When you choose one, you’ll need to go beyond looks. What bike actually fits you?
For beginners, a heavy bike typically isn’t a good fit. You want something that’s light enough to maneuver easily and large/small enough to accommodate your size.
Buy something that’s pre-owned and affordable to see if it’s something you actually enjoy. If it is, you can upgrade to a nicer newer option at a later time.
- Wear the Right Gear
“There’s an old saying in motorcycling: if you’ve got a ten dollar head, wear a ten dollar helmet. It’s as true today as it ever was. Buying the bike is just one aspect of riding; choosing the correct gear is another,” experienced biker Bill Roberson explains.
At the very least, you’ll need a full-face helmet, jacket with armor, riding pants, riding boots, and reinforced gloves. You may even want additional upper body armor and neck protection.
Remember: You don’t want to skimp here. Buy quality gear that will fully do the job.
- Learn in a Safe Environment
When you learned to drive a car all those years ago, did your parents start by taking you out on the interstate? One would hope not.

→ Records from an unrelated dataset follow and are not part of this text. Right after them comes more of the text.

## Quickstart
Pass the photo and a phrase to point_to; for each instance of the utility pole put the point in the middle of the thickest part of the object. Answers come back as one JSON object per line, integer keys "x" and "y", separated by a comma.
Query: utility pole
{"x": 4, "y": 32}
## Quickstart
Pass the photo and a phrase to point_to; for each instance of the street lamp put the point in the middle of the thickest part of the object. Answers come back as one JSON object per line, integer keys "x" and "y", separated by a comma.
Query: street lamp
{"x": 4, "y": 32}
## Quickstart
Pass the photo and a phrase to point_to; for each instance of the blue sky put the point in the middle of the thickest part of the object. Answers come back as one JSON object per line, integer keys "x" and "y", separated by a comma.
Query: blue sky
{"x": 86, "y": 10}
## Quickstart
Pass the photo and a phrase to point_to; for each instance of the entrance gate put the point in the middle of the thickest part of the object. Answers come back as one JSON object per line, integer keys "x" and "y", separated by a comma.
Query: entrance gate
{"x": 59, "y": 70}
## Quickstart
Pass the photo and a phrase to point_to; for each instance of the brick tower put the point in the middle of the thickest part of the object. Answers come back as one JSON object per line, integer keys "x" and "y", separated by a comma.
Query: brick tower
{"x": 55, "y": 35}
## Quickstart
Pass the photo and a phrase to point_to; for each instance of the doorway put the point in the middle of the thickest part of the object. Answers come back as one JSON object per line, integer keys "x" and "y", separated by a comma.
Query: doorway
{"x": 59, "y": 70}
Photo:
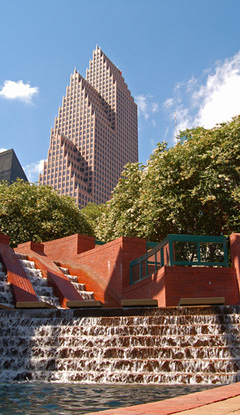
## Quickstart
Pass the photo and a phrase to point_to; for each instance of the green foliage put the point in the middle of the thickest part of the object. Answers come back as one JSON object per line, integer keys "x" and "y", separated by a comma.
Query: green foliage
{"x": 191, "y": 188}
{"x": 38, "y": 213}
{"x": 121, "y": 215}
{"x": 92, "y": 212}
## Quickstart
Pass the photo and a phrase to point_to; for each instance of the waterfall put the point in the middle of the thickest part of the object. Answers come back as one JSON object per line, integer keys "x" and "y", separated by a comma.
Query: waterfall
{"x": 5, "y": 291}
{"x": 151, "y": 346}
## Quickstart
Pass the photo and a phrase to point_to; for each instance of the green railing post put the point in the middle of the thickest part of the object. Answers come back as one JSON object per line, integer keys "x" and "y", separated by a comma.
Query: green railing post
{"x": 172, "y": 239}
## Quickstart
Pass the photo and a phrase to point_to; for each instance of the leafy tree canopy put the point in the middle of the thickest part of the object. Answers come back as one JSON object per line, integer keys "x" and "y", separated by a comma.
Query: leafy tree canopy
{"x": 191, "y": 188}
{"x": 38, "y": 213}
{"x": 92, "y": 212}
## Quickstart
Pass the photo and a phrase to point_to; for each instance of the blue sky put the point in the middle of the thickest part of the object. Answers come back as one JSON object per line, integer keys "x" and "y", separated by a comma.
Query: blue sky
{"x": 180, "y": 59}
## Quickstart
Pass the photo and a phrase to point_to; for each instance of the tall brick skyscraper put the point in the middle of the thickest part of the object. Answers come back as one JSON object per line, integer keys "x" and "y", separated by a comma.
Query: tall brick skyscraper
{"x": 94, "y": 136}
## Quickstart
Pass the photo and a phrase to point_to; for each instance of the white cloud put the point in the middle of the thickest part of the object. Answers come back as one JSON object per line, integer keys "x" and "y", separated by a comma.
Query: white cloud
{"x": 32, "y": 170}
{"x": 210, "y": 100}
{"x": 146, "y": 105}
{"x": 18, "y": 90}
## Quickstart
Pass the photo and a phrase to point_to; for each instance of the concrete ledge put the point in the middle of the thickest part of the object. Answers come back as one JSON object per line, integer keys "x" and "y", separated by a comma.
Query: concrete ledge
{"x": 84, "y": 304}
{"x": 33, "y": 304}
{"x": 5, "y": 307}
{"x": 139, "y": 303}
{"x": 202, "y": 301}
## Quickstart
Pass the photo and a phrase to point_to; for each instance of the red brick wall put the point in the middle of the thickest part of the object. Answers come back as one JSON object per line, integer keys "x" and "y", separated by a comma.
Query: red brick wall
{"x": 62, "y": 287}
{"x": 235, "y": 254}
{"x": 193, "y": 282}
{"x": 106, "y": 269}
{"x": 150, "y": 287}
{"x": 21, "y": 287}
{"x": 170, "y": 284}
{"x": 68, "y": 247}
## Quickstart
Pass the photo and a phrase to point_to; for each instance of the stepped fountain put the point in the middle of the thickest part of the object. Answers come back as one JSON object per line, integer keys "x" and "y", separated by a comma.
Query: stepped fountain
{"x": 165, "y": 345}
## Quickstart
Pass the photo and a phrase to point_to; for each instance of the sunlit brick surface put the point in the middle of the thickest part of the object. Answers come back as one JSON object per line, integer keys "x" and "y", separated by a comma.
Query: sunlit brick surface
{"x": 94, "y": 135}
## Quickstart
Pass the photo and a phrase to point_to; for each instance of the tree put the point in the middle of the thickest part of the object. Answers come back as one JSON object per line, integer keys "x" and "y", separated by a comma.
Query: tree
{"x": 92, "y": 212}
{"x": 191, "y": 188}
{"x": 121, "y": 216}
{"x": 38, "y": 213}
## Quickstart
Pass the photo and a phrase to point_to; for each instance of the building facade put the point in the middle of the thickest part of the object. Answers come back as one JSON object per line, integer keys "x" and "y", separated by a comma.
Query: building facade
{"x": 10, "y": 168}
{"x": 94, "y": 136}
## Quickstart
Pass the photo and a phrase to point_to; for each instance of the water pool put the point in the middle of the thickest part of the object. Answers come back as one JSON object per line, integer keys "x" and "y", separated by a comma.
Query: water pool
{"x": 69, "y": 399}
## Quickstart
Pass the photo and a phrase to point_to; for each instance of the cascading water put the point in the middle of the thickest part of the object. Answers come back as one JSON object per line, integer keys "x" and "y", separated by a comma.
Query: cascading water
{"x": 153, "y": 346}
{"x": 5, "y": 291}
{"x": 86, "y": 295}
{"x": 43, "y": 292}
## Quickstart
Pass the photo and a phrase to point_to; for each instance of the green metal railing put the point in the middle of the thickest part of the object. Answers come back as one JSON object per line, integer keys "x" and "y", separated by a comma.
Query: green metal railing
{"x": 191, "y": 250}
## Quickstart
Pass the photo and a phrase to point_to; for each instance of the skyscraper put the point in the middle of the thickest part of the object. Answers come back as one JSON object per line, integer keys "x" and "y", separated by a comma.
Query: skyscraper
{"x": 94, "y": 135}
{"x": 10, "y": 168}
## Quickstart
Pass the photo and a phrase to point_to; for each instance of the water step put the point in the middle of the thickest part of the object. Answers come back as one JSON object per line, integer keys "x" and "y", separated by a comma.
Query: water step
{"x": 43, "y": 291}
{"x": 6, "y": 299}
{"x": 86, "y": 295}
{"x": 179, "y": 349}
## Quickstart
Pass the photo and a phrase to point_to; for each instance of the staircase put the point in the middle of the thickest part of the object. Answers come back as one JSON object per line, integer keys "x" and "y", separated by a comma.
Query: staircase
{"x": 6, "y": 299}
{"x": 43, "y": 292}
{"x": 86, "y": 295}
{"x": 167, "y": 346}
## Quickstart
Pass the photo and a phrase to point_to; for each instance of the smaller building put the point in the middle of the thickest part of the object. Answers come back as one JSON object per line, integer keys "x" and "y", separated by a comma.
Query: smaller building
{"x": 10, "y": 168}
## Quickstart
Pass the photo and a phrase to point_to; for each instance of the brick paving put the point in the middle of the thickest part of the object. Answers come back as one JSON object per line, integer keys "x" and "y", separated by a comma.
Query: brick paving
{"x": 224, "y": 400}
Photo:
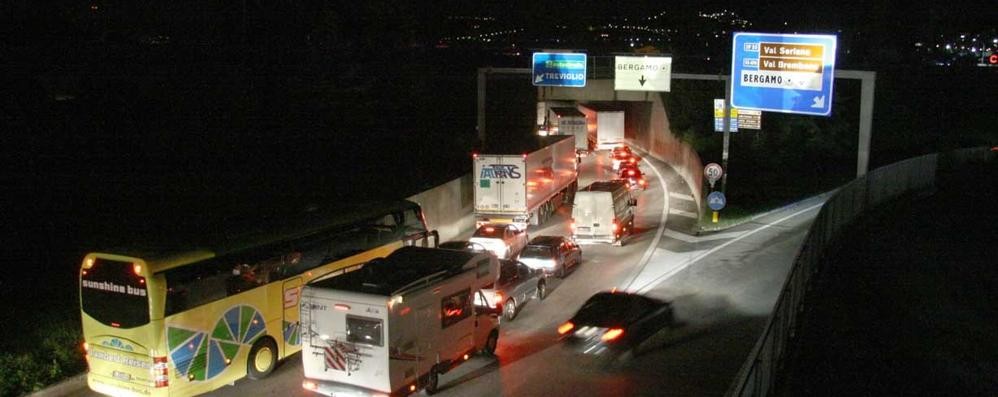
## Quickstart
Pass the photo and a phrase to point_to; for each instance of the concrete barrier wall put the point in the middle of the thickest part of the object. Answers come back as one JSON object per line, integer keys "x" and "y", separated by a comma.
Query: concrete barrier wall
{"x": 659, "y": 141}
{"x": 448, "y": 208}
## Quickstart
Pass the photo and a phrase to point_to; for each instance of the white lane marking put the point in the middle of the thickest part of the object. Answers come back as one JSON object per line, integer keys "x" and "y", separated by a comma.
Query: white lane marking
{"x": 669, "y": 274}
{"x": 661, "y": 224}
{"x": 687, "y": 197}
{"x": 699, "y": 239}
{"x": 683, "y": 213}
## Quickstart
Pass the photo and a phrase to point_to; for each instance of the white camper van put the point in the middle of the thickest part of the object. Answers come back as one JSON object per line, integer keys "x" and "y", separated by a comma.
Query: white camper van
{"x": 397, "y": 323}
{"x": 603, "y": 213}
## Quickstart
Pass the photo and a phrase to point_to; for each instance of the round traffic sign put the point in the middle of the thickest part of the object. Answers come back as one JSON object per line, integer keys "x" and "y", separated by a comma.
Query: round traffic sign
{"x": 713, "y": 172}
{"x": 716, "y": 201}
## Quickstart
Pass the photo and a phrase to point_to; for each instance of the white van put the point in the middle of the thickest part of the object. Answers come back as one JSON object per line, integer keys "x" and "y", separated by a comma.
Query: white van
{"x": 603, "y": 213}
{"x": 394, "y": 325}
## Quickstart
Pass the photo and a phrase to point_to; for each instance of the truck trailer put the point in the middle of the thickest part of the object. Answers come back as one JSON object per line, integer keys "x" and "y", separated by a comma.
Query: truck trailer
{"x": 570, "y": 121}
{"x": 395, "y": 324}
{"x": 606, "y": 121}
{"x": 524, "y": 182}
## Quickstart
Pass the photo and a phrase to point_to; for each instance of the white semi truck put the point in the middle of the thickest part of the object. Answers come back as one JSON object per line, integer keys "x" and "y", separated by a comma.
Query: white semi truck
{"x": 570, "y": 121}
{"x": 524, "y": 182}
{"x": 394, "y": 325}
{"x": 606, "y": 121}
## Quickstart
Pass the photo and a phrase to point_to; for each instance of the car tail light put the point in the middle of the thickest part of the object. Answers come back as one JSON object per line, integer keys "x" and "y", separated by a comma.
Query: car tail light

More likely, you started learning in an empty parking lot, on a dirt road, or along a quiet neighborhood street. When you learn to ride a motorcycle, the same approach should be taken.
Learn in a safe environment and then gradually move up until you’re comfortable on a busy road. When you finally take to the open road, it’s best if you ride with another biker (or group of bikers). This will provide you with greater protection and assistance.
Putting it All Together
Riding motorcycles isn’t for everyone. It’s a fun yet challenging “hobby” that requires you to relearn the rules of the road.
But if it’s something you want to try, then by all means, go ahead and do it! You’ll enjoy the experience and — perhaps — discover a new passion.